L'unico rumore nella casa era il tenue ronzio del pc portatile.
Serata fiacca per Roberto. Jessica gli aveva dato buca e lui era rimasto a trascorrere la notte giocando a solitario.
Ma ad un tratto qualcuno suonò il campanello.
Alzò gli occhi verso l’orologio. 00:40.
Turbato, si alzò dalla sedia e si avviò alla porta.
“Si?”
Nessuna risposta.
Aveva abbassato gli avvolgibili delle finestre e pensò di andarne a tirare su uno.
E se fosse...
“Jessy?”
Quando aprì la porta, la secchiata di sangue lo investì in piena faccia.
Non ebbe tempo di fare nulla, che non fosse gesticolare e traballare all’indietro, gridando per lo spavento.
Rimase in piedi, afferrandosi il viso e provando a togliersi dagli occhi, quella roba che gli era piovuta addosso da distanza ravvicinata.

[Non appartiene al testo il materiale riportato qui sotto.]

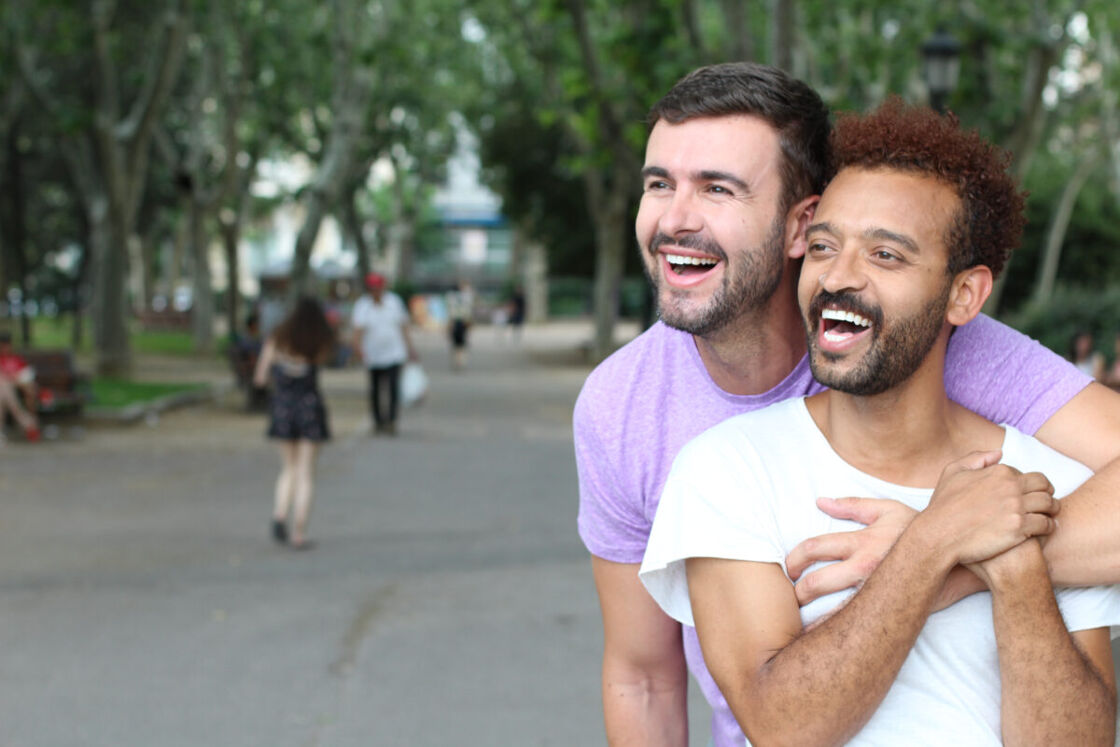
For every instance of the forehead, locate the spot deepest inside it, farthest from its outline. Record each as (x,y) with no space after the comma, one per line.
(917,205)
(740,143)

Non vedeva nulla. Sentiva bruciare le orbite e gli scappò un grido di dolore e angoscia quando riuscì a capire che cosa fosse. Sputò, perché il sangue gli era finito in bocca insieme al suo nauseante sapore.
Sentì i pantaloni fradici, farsi appiccicosi contro le cosce.
E in tutto quel caos, la creatura della notte oltrepassò la soglia. Guardò la figura sconvolta di Roberto, facendo dondolare il suo secchio di ferro, su dita simili a piccole radici grigie. La sua altezza superava i due metri e dovette restare piegato, quasi accucciato, per raggiungere la sua vittima.
Essa urlò, quando il muso da gufo fu a pochi centimetri dai suoi occhi infiammati. Le dita dell’essere penetrarono nella sua bocca strappandogli la lingua, e in un attimo, la sua vita.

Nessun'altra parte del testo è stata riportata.